マラリアに対しては既に多くのワクチン開発研究がなされており、最も有望とされているRTS,Sはアフリカ地域での使用が開始されたが、更なる研究が未だ必要とされている。

マラリアの原因となるマラリア原虫の生活環は、ヒトの体内では肝細胞期と赤内期に分かれている。赤血球期に対しては、薬剤耐性株の出現という大きな問題は抱えているが、これまでに多くの薬が開発されている。これに対し、肝細胞期に使用できる薬剤はわずかしかなく、それらの薬剤も副作用を示すものに限られている。

肝細胞期マラリアに対しては、Tリンパ球が主体となる細胞性免疫がその防御に重要であると考えられている。しかしながら、これまでのワクチン候補の多くは抗体が主体となる液性免疫を誘導を目指したものであり、これと対をなす細胞性免疫を誘導するものは多くなかった。

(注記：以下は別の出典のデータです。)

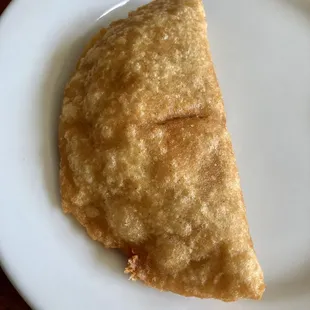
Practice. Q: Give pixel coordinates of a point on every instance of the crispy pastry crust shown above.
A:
(147, 164)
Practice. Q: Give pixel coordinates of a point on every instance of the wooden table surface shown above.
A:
(9, 297)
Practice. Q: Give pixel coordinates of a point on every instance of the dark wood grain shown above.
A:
(9, 297)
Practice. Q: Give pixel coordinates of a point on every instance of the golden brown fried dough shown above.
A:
(147, 164)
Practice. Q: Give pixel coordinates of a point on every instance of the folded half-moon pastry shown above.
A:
(147, 164)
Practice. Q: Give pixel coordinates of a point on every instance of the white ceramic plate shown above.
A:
(261, 50)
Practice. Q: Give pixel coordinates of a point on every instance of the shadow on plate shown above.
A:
(294, 286)
(60, 68)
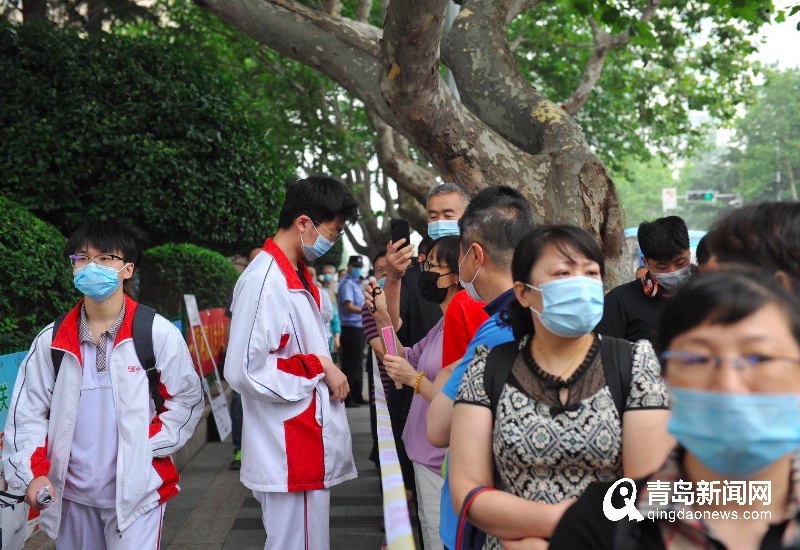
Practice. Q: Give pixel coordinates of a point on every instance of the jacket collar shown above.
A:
(289, 273)
(66, 339)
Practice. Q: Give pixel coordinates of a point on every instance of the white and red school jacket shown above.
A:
(42, 416)
(295, 437)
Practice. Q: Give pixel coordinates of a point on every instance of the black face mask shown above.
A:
(428, 289)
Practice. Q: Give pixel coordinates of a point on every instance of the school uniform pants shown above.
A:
(296, 521)
(89, 528)
(429, 495)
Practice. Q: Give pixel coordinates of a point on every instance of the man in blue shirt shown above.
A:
(351, 299)
(500, 217)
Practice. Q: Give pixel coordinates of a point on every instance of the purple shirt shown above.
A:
(426, 357)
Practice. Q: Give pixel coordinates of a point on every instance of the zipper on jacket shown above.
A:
(120, 463)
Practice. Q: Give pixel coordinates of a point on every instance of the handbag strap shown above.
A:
(462, 517)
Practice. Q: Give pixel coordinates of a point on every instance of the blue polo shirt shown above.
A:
(350, 291)
(491, 333)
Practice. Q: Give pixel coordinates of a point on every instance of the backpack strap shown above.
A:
(498, 367)
(143, 319)
(617, 355)
(57, 355)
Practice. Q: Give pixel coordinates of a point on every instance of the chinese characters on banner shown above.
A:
(214, 323)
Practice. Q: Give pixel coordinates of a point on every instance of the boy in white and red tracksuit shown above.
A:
(296, 439)
(90, 436)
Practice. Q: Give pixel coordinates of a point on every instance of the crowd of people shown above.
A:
(523, 394)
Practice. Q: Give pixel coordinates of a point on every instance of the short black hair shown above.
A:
(664, 238)
(321, 198)
(766, 235)
(497, 218)
(724, 298)
(528, 252)
(378, 256)
(446, 250)
(703, 253)
(110, 236)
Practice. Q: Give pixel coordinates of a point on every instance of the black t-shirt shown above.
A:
(419, 316)
(630, 314)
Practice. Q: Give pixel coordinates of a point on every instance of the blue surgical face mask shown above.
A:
(735, 434)
(443, 228)
(96, 282)
(571, 307)
(319, 249)
(469, 286)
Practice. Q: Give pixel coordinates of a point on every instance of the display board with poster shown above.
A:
(219, 406)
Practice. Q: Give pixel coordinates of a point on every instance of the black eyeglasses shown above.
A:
(105, 260)
(427, 266)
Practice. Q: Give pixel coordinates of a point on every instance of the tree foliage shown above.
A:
(767, 141)
(135, 128)
(661, 61)
(171, 270)
(35, 277)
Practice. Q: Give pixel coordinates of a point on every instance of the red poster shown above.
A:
(214, 323)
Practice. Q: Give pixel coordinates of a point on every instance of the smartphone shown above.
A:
(400, 230)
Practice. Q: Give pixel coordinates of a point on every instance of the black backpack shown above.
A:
(617, 357)
(143, 343)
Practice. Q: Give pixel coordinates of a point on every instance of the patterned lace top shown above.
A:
(549, 451)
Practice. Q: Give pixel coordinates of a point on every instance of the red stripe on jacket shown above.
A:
(305, 454)
(40, 466)
(305, 365)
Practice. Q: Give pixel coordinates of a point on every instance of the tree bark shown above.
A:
(504, 132)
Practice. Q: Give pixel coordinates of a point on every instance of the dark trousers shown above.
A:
(237, 415)
(352, 345)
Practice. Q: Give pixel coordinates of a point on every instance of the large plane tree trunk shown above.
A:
(501, 130)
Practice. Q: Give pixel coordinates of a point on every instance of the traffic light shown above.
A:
(700, 196)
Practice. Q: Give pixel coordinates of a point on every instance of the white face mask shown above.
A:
(468, 286)
(673, 280)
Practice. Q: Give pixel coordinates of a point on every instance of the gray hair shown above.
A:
(448, 188)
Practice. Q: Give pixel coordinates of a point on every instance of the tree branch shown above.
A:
(491, 85)
(363, 11)
(461, 147)
(333, 7)
(344, 50)
(603, 43)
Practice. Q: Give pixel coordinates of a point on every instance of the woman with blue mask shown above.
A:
(542, 417)
(730, 346)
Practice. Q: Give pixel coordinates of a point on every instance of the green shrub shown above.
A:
(169, 271)
(35, 277)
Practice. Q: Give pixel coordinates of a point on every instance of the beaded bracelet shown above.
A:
(417, 381)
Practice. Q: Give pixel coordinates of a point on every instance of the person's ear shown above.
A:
(301, 223)
(783, 278)
(522, 295)
(480, 253)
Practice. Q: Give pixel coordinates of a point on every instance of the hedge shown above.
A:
(169, 271)
(35, 276)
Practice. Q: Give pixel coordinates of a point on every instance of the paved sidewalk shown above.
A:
(214, 511)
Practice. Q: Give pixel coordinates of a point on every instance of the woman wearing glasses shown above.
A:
(730, 346)
(417, 367)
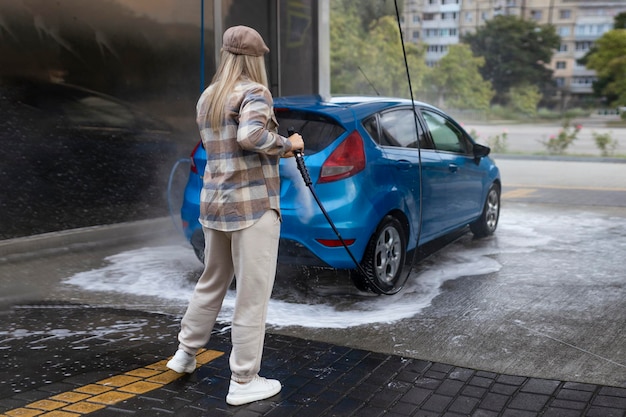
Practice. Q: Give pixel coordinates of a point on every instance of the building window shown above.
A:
(583, 81)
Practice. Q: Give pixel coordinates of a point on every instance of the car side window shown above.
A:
(397, 128)
(445, 134)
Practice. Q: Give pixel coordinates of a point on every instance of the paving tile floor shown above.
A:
(69, 361)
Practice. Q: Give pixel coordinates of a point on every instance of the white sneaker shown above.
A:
(258, 389)
(182, 362)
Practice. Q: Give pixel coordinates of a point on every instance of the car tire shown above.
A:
(488, 220)
(384, 257)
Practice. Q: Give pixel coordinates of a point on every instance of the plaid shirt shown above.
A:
(241, 180)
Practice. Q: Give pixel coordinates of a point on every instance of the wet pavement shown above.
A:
(73, 360)
(64, 356)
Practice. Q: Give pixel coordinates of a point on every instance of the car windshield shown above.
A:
(317, 130)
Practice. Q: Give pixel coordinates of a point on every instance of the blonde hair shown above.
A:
(232, 69)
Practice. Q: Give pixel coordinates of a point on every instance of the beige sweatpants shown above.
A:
(249, 255)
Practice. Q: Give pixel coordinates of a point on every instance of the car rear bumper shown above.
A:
(289, 252)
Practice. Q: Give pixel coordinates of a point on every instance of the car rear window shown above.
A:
(317, 130)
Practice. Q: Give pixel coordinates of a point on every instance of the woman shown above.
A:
(239, 213)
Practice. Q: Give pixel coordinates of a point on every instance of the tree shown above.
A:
(370, 61)
(608, 59)
(457, 80)
(346, 41)
(384, 60)
(516, 52)
(620, 21)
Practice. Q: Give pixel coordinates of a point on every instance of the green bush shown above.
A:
(605, 142)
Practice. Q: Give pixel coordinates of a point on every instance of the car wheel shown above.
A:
(488, 220)
(384, 257)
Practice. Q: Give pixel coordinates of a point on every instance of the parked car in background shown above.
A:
(73, 157)
(385, 178)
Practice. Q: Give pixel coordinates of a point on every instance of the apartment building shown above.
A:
(440, 23)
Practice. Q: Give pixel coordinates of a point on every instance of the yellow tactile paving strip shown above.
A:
(89, 398)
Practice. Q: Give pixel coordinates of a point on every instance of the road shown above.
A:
(545, 297)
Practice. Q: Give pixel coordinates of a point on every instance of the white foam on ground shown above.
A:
(163, 271)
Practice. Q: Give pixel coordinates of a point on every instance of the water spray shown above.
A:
(307, 181)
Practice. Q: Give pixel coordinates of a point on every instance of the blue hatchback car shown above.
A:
(387, 176)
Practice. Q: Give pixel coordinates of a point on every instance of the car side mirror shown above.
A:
(480, 151)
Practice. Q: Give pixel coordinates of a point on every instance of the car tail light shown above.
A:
(193, 167)
(334, 243)
(345, 161)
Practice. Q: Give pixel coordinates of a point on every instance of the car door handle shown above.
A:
(403, 165)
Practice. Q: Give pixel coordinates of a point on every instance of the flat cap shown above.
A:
(243, 40)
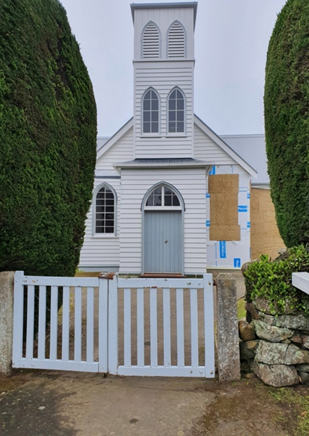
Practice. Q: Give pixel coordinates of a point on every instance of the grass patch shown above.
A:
(241, 311)
(295, 403)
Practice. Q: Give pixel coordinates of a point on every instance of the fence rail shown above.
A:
(122, 326)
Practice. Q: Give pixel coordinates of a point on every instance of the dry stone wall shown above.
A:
(275, 347)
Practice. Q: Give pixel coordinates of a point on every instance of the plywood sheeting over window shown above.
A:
(265, 237)
(223, 190)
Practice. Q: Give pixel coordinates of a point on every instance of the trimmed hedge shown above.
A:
(47, 139)
(272, 280)
(286, 107)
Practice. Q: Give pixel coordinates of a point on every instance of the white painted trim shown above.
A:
(184, 133)
(94, 211)
(151, 134)
(185, 40)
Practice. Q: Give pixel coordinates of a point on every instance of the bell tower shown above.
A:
(163, 79)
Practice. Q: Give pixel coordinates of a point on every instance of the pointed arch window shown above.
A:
(176, 46)
(163, 197)
(105, 211)
(150, 112)
(151, 41)
(176, 112)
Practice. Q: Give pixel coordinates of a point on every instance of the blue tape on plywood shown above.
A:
(242, 208)
(237, 262)
(222, 249)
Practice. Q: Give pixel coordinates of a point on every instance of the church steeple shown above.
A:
(163, 79)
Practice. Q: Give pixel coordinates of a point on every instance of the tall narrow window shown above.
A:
(105, 211)
(176, 47)
(176, 112)
(150, 112)
(151, 41)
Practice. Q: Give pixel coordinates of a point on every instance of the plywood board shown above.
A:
(221, 183)
(265, 237)
(223, 189)
(224, 233)
(223, 209)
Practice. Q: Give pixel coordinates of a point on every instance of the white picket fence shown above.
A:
(122, 326)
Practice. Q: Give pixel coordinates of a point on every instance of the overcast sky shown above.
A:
(231, 40)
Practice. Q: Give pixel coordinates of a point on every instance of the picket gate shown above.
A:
(124, 326)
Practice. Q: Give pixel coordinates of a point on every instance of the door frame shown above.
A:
(182, 210)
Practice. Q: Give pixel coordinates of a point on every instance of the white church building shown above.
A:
(170, 196)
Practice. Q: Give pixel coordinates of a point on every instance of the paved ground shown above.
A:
(67, 404)
(75, 404)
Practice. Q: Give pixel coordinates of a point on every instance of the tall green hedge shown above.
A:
(286, 103)
(47, 139)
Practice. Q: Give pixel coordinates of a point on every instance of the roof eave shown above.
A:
(125, 165)
(135, 6)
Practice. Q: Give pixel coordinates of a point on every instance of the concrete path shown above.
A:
(75, 404)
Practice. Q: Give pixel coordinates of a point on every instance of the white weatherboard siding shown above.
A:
(121, 151)
(101, 251)
(206, 149)
(191, 183)
(163, 18)
(164, 76)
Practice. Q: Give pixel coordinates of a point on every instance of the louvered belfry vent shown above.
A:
(176, 41)
(151, 41)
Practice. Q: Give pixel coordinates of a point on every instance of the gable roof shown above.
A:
(206, 129)
(164, 6)
(253, 149)
(225, 147)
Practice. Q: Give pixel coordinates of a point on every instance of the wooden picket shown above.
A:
(84, 335)
(36, 288)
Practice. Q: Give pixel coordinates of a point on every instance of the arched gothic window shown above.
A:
(105, 210)
(162, 196)
(176, 112)
(176, 45)
(151, 41)
(150, 112)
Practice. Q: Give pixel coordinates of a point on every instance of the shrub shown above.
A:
(47, 139)
(286, 108)
(272, 280)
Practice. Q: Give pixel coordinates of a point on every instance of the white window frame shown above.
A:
(163, 207)
(185, 41)
(142, 41)
(176, 88)
(151, 134)
(94, 212)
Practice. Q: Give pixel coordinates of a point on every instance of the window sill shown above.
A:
(104, 236)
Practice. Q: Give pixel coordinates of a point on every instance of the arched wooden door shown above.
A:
(163, 231)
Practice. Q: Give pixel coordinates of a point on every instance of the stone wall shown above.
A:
(275, 347)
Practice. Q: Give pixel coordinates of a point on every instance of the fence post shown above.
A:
(103, 324)
(6, 320)
(228, 339)
(209, 326)
(113, 326)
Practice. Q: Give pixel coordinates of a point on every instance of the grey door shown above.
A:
(163, 242)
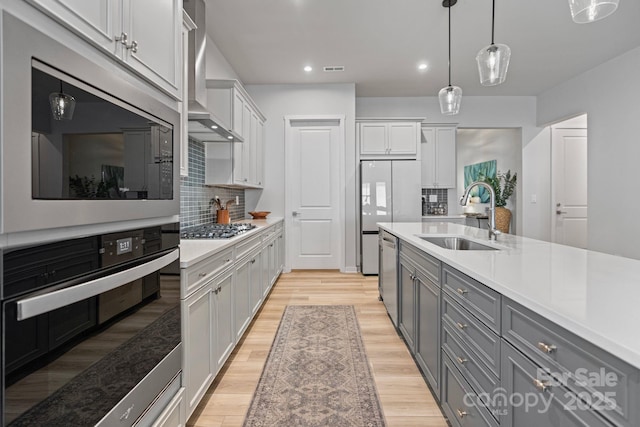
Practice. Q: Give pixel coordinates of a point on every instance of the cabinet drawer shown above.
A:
(428, 264)
(578, 364)
(482, 380)
(193, 276)
(555, 406)
(247, 246)
(481, 301)
(459, 400)
(481, 340)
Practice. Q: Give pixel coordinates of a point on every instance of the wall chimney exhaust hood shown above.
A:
(203, 124)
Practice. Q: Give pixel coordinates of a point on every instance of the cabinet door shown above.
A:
(154, 48)
(428, 342)
(428, 147)
(446, 157)
(373, 138)
(223, 308)
(242, 296)
(96, 20)
(406, 315)
(259, 154)
(255, 278)
(198, 331)
(238, 109)
(544, 404)
(403, 138)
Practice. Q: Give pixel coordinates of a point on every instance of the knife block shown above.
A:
(222, 216)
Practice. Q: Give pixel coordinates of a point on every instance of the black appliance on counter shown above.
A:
(215, 231)
(91, 331)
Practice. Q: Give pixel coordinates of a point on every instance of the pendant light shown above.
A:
(451, 96)
(493, 60)
(585, 11)
(62, 104)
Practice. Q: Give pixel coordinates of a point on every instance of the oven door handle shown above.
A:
(39, 304)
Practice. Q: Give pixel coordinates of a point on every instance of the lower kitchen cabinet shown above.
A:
(428, 322)
(198, 334)
(407, 309)
(534, 402)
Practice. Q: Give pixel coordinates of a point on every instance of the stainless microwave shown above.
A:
(82, 143)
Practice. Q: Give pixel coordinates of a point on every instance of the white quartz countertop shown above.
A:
(594, 295)
(195, 250)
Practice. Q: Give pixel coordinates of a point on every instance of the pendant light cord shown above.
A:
(450, 44)
(493, 20)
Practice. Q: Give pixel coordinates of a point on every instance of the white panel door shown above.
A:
(569, 177)
(313, 188)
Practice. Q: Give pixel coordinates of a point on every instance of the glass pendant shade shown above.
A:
(585, 11)
(450, 99)
(493, 62)
(62, 105)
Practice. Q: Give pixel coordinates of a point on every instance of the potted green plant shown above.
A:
(504, 184)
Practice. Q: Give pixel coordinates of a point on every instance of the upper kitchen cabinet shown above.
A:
(229, 101)
(389, 139)
(144, 35)
(438, 157)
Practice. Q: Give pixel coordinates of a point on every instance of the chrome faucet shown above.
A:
(493, 231)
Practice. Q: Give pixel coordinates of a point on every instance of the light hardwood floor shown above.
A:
(405, 398)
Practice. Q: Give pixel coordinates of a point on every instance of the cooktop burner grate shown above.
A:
(215, 231)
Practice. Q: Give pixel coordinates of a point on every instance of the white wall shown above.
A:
(278, 101)
(481, 145)
(476, 112)
(609, 94)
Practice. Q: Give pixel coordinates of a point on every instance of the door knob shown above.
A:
(559, 210)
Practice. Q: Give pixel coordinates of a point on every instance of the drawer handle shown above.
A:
(541, 385)
(547, 348)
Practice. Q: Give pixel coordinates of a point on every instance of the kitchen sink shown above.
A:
(457, 243)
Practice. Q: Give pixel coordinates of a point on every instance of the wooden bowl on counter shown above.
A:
(259, 214)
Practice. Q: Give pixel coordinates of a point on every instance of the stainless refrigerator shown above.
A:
(390, 191)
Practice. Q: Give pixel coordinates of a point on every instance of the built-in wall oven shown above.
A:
(91, 329)
(82, 143)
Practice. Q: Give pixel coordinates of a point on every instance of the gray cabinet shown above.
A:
(428, 323)
(581, 369)
(545, 405)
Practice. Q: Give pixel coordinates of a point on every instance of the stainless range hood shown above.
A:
(203, 124)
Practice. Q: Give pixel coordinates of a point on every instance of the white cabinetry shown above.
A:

本分野では、肝細胞期マラリアを標的とした細胞性免疫誘導ワクチン開発研究を行い、これに適したワクチン抗原、抗原デリバリーシステムなどの選定を行う。また、これに加えて、免疫系を活性化するアジュバント物質、簡便かつ効果の見込まれる免疫方法などの検討も試みる。

我々の研究は、マウスマラリアモデルを用いて開始されるが、ヒトに感染する熱帯熱マラリアを用いた研究への応用及びワクチン開発に結び付く研究結果を得ることを目指す。